Becker N, Delorme S
Abteilung Krebsepidemiologie, Deutsches Krebsforschungszentrum, Im Neuenheimer Feld 581, 69120, Heidelberg, Deutschland.
Abteilung Radiologie, Deutsches Krebsforschungszentrum, Im Neuenheimer Feld 280, 69120, Heidelberg, Deutschland.
Radiologe. 2016 Sep;56(9):786-92. doi: 10.1007/s00117-016-0149-z.
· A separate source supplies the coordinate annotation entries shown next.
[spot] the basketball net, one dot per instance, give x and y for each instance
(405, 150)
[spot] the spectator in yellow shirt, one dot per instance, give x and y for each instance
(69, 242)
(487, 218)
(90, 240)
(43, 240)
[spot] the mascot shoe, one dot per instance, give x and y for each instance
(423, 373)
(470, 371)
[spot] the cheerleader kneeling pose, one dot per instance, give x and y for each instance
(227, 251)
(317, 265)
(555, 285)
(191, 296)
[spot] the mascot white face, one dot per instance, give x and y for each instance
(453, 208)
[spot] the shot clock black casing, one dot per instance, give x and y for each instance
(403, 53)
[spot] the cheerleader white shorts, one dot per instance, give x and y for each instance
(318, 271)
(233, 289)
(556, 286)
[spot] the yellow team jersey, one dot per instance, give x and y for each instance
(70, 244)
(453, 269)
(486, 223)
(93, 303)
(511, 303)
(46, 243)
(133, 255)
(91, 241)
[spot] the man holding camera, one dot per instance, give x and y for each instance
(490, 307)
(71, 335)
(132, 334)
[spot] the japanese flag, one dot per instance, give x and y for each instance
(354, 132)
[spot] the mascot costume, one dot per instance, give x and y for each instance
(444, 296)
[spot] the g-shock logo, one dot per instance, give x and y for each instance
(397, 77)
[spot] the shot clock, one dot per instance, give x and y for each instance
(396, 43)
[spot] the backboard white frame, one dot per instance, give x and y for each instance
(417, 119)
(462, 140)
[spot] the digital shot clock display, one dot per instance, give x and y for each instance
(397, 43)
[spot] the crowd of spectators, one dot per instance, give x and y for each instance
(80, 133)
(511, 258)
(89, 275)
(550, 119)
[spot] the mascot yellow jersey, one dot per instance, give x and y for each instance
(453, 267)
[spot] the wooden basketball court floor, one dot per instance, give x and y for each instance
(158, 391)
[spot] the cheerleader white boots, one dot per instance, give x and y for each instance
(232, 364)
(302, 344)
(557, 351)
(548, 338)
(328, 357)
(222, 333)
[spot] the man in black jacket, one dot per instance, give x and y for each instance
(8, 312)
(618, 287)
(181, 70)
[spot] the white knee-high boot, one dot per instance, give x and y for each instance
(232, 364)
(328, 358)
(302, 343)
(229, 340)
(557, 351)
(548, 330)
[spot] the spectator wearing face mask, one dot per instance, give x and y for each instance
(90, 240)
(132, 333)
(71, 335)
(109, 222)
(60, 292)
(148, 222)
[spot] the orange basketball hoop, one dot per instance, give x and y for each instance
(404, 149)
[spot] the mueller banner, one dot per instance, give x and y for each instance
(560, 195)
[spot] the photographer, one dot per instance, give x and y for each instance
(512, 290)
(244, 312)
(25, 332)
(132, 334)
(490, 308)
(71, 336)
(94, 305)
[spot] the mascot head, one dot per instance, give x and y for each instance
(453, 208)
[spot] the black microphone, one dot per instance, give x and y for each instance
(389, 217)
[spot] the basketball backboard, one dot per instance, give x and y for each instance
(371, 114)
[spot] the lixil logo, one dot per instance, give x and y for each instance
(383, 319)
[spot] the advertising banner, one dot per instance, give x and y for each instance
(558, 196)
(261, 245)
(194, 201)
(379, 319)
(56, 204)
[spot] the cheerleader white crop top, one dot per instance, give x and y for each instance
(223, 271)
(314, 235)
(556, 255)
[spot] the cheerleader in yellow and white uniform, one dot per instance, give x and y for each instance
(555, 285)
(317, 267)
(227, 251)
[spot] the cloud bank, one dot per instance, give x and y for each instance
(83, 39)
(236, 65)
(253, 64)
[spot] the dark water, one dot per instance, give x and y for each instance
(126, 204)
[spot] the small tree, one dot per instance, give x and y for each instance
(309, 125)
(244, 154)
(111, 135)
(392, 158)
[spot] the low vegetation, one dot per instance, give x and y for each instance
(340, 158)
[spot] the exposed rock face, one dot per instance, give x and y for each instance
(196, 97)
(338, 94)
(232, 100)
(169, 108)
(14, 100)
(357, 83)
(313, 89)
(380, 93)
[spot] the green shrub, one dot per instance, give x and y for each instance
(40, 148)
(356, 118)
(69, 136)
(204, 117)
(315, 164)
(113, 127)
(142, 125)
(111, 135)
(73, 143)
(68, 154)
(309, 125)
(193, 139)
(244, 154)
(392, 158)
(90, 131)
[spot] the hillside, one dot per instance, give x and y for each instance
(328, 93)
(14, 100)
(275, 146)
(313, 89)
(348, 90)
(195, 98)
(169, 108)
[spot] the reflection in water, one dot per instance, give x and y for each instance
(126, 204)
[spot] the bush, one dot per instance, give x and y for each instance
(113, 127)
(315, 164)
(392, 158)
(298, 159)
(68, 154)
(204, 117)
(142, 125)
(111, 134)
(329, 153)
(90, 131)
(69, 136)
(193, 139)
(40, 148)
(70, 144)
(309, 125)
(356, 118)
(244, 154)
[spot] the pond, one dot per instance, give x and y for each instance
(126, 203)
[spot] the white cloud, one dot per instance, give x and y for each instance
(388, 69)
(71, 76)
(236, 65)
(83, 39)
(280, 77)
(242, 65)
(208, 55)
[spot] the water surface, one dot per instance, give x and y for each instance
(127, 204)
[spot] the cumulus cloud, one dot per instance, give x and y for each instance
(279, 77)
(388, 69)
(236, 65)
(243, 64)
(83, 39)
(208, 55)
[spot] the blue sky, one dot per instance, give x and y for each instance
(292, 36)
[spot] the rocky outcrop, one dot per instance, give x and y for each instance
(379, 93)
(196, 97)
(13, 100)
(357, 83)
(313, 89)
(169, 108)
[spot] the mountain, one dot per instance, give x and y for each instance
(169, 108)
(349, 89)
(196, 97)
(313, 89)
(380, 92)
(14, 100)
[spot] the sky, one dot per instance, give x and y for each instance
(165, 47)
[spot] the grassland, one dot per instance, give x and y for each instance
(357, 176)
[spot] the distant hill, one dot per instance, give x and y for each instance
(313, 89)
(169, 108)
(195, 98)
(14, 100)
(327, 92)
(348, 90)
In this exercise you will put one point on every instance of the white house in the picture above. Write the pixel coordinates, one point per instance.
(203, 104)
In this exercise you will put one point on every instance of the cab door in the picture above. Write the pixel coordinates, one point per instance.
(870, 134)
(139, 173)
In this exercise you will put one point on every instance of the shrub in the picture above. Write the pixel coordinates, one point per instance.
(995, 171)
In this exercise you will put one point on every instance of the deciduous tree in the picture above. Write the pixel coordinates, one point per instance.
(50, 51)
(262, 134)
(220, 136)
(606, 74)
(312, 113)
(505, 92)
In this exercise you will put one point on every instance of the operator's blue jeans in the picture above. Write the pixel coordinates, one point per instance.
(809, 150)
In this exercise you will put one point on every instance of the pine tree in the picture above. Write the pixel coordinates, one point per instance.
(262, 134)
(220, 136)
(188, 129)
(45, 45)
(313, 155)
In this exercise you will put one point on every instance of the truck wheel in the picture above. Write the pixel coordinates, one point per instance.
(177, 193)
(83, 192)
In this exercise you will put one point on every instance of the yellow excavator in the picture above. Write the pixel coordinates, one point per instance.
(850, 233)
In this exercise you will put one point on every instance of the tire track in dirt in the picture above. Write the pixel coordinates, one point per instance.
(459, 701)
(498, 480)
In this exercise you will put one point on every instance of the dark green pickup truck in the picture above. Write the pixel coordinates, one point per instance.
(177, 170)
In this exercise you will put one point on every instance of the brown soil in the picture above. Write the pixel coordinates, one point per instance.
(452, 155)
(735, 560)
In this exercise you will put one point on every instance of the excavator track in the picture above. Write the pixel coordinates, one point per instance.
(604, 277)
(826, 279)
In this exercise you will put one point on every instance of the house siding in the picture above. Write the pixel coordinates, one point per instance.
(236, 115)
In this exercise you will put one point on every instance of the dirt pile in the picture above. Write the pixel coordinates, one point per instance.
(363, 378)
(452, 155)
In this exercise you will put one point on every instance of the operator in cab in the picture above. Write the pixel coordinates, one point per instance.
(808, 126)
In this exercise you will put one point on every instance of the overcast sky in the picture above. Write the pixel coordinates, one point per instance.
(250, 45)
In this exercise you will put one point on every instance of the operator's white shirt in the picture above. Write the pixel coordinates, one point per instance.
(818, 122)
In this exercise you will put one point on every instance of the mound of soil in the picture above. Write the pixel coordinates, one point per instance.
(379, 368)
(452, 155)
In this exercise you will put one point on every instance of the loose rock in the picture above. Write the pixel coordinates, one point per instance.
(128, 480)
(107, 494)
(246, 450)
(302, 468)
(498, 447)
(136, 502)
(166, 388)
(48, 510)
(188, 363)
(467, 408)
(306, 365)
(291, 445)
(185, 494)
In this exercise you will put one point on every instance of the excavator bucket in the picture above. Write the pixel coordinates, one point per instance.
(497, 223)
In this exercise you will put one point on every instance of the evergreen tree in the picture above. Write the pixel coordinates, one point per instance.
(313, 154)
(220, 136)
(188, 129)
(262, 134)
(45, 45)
The American national lung cancer screening trial (NLST) has provided the first confirmation of a reduction in lung cancer mortality by using low-dose multislice computed tomography (MSCT). Preliminary evaluations of smaller European trials could not confirm such a reduction. The final evaluation of the larger Dutch-Belgian NELSON trial and five other European trials are expected within the next 1-2 years. The results of the completed rounds of screening in all these studies indicate that the margin between a positive and a negative benefit-to-harm balance will be narrow. In such a scenario it will be crucial to optimize the definition of the target population for screening as a high-risk group for lung cancer, the quality of screening in terms of high sensitivity and specificity as well as high quality treatment and an effective ongoing control of program quality. Not all healthcare systems are suitable to fulfill these prerequisites.
美国国家肺癌筛查试验(NLST)首次证实,使用低剂量多层螺旋计算机断层扫描(MSCT)可降低肺癌死亡率。欧洲一些规模较小的试验的初步评估未能证实有这样的降低效果。预计在未来1至2年内会得出规模更大的荷兰-比利时NELSON试验及其他五项欧洲试验的最终评估结果。所有这些研究中已完成轮次的筛查结果表明,利弊平衡的正向与负向之间的差距将很窄。在这种情况下,至关重要的是优化将目标人群定义为肺癌高危组的筛查标准,提高筛查的敏感性和特异性以及治疗质量,并持续有效地控制项目质量。并非所有医疗保健系统都适合满足这些先决条件。